Sadly, some individuals are never capable of what you want from them. Abusive personalities from what I have learned in life are individuals that lack empathy. I speaking of true empathy here.

It could be that you finally feel safe to feel true anger over what you had been through, but that doesn't mean you will hold onto that angry all the days of your life! That doesn't mean you won't be able to put to the side all the ugly stuff, and learn to live life going on in the future in a healthy way. I do believe God will hold him accountable.
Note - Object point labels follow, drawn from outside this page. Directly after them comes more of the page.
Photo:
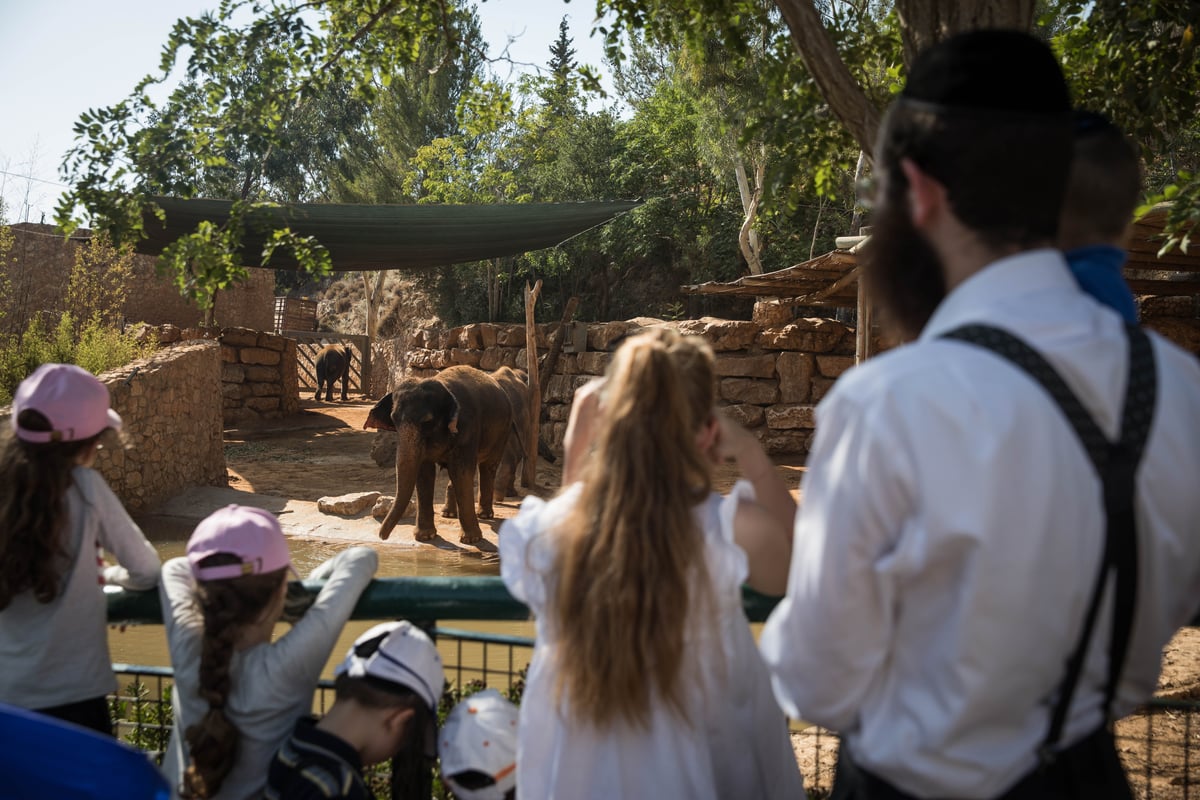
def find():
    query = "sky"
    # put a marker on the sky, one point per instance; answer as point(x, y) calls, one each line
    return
point(59, 58)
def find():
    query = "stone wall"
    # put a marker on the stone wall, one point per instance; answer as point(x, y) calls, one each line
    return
point(40, 268)
point(172, 437)
point(258, 370)
point(1176, 318)
point(771, 377)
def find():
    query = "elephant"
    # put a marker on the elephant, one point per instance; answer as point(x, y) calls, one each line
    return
point(459, 419)
point(333, 364)
point(516, 385)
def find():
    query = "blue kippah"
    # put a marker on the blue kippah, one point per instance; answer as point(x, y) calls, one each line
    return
point(990, 70)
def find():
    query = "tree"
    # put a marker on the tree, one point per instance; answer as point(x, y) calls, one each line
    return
point(136, 149)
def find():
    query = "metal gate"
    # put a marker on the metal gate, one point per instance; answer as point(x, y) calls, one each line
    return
point(309, 344)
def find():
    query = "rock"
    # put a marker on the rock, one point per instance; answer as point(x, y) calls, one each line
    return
point(347, 504)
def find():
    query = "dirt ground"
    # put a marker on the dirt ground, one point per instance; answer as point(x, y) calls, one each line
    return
point(324, 451)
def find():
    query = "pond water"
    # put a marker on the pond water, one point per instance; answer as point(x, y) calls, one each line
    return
point(147, 644)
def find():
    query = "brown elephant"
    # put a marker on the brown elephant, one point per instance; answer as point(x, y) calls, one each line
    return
point(515, 384)
point(459, 419)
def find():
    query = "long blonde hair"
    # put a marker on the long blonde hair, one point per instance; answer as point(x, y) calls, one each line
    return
point(630, 553)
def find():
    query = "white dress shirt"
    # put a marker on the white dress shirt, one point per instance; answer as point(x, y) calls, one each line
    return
point(951, 533)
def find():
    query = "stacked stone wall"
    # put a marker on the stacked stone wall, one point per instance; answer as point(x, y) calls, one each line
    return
point(769, 377)
point(172, 433)
point(257, 371)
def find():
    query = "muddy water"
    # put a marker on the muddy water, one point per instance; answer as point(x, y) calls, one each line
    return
point(147, 644)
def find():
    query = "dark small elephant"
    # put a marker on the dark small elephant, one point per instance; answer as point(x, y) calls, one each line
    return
point(459, 419)
point(333, 364)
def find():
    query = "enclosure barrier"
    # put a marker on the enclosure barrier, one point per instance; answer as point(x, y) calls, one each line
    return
point(1156, 745)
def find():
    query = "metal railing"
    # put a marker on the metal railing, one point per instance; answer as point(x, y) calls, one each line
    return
point(1158, 745)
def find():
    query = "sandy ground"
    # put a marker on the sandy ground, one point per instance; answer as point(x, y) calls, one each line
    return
point(324, 451)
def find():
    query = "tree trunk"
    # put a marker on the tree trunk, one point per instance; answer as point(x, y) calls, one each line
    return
point(372, 282)
point(556, 344)
point(748, 238)
point(823, 62)
point(529, 474)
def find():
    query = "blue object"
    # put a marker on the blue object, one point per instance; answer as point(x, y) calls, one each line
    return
point(42, 757)
point(1097, 270)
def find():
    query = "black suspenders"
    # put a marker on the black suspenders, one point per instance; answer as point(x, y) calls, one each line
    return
point(1116, 462)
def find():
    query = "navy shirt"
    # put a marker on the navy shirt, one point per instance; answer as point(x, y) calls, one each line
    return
point(313, 764)
point(1097, 270)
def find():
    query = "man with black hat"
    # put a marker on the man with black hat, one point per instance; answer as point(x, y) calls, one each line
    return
point(999, 529)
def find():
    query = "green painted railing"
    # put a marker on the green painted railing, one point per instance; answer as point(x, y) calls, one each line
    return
point(417, 599)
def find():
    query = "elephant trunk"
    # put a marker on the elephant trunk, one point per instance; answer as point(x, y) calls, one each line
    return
point(408, 458)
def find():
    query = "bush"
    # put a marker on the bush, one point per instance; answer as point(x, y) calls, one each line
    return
point(96, 348)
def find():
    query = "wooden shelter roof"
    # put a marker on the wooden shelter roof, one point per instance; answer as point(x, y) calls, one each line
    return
point(832, 280)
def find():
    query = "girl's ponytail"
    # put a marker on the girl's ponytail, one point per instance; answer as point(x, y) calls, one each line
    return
point(34, 511)
point(630, 570)
point(228, 607)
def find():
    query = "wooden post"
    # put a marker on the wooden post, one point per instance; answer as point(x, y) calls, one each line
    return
point(529, 475)
point(556, 344)
point(863, 329)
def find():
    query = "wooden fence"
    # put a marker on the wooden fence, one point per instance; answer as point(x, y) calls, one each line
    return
point(309, 344)
point(295, 314)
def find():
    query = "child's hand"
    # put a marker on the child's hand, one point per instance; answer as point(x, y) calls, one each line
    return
point(581, 427)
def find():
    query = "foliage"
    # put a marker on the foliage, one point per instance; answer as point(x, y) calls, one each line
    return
point(1139, 64)
point(151, 717)
point(99, 282)
point(249, 86)
point(394, 102)
point(91, 344)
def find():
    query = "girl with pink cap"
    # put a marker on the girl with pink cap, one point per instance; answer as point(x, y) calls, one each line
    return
point(238, 692)
point(58, 517)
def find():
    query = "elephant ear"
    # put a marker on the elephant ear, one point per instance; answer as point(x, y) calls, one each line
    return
point(448, 408)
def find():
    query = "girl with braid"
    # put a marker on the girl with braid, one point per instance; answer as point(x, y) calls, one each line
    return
point(646, 680)
point(238, 693)
point(57, 518)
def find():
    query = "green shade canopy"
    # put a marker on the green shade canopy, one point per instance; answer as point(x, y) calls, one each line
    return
point(391, 236)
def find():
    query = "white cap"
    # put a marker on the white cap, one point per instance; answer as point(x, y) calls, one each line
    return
point(399, 653)
point(480, 735)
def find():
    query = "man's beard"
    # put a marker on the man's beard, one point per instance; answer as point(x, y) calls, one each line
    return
point(901, 272)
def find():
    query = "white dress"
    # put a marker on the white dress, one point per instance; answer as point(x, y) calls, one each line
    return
point(737, 744)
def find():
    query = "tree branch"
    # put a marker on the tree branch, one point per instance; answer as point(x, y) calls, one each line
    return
point(846, 98)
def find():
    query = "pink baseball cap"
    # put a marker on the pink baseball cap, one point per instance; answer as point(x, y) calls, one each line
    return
point(251, 534)
point(70, 397)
Allow yourself to feel the injustice you were handed, and don't stuff those feelings down. Allow them to happen. It doesn't mean you have to marinate in them for the rest of your days. Acceptance tends to come afterwards. You have every right to feel upset and angry over your experiences. If you don't allow yourself to FEEL them it will cause health problems.

My mother grew up in a home with domestic violence, and she struggled with her relationship with her father forever. She had time prior to his death to process those feelings, and she was able to kiss him on the forehead in his casket before they closed it.

Please know life will happen again, and its okay to process those feelings. Just know you don't want to live them for a lifetime. Freedom from the past is learning to live life despite what happened. In time many aspects of what you are struggling with will pass. You just learn to live with what happened, and doing your life better? For a lack of a better term...is the best revenge!

My heart breaks for your message, because my father's father wasn't much better. I have friend's in which it was their mothers that was the source of true pain. Don't be ashamed of your anger. Even God gets angry at injustice.